I have multithreaded program which consist of C# interop layer over C++ code. I am setting threads affinity (like in this post) and it works on part of my code, however on second part it doesn't work. Can Intel Compiler / IPP / MKL libs / inline assembly (which are all found in my C++ code) interfere somehow with external affinity setting?
Can you explain the symptoms?
What is multi-threaded in your program: C#, C++, MKL?
If in C++, how are you multi-threading (hand, pthreads, Windows threads, POSIX, OpenMP, TBB, Cilk++, other)?
MKL and IPP act as native code, invoking the Intel OpenMP library, and in turn the Windows threads. Upon completion of an OpenMP task, the OpenMP library will hang onto the threads for an interval adjustable by KMP_BLOCKTIME (default 200 milliseconds). CLR ought to regain control of threading once that interval has expired. If you are starting OpenMP from multiple CLR threads, you probably should adjust OMP_NUM_THREADS or MKL_NUM_THREADS so that the total number of cores demanded matches your platform.
I suppose it's possible the OpenMP library makes conflicting use of the Windows threads affinity masks.

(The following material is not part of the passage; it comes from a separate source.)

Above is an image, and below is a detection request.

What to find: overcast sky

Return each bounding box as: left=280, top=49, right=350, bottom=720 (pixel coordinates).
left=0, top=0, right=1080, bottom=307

Ideally, when OpenMP starts up, if using the same low level threading library, it should respect the masks, and not create additional threads unless OMP_NESTED is set, but I would not be surprised if neither the developers of CLR threading nor OpenMP planned for such cooperation. You could test one of the ways of making MKL single threaded (set MKL_SERIAL, or link with /Qmkl:serial), which should prevent MKL from tinkering with any threading settings. As you have already threaded the application, the MKL serial might prove best if you start it from a CLR thread.
Persuading each OpenMP task to run within the cores used by the parent CLR task is another question, probably beyond the scope of the C++ forum.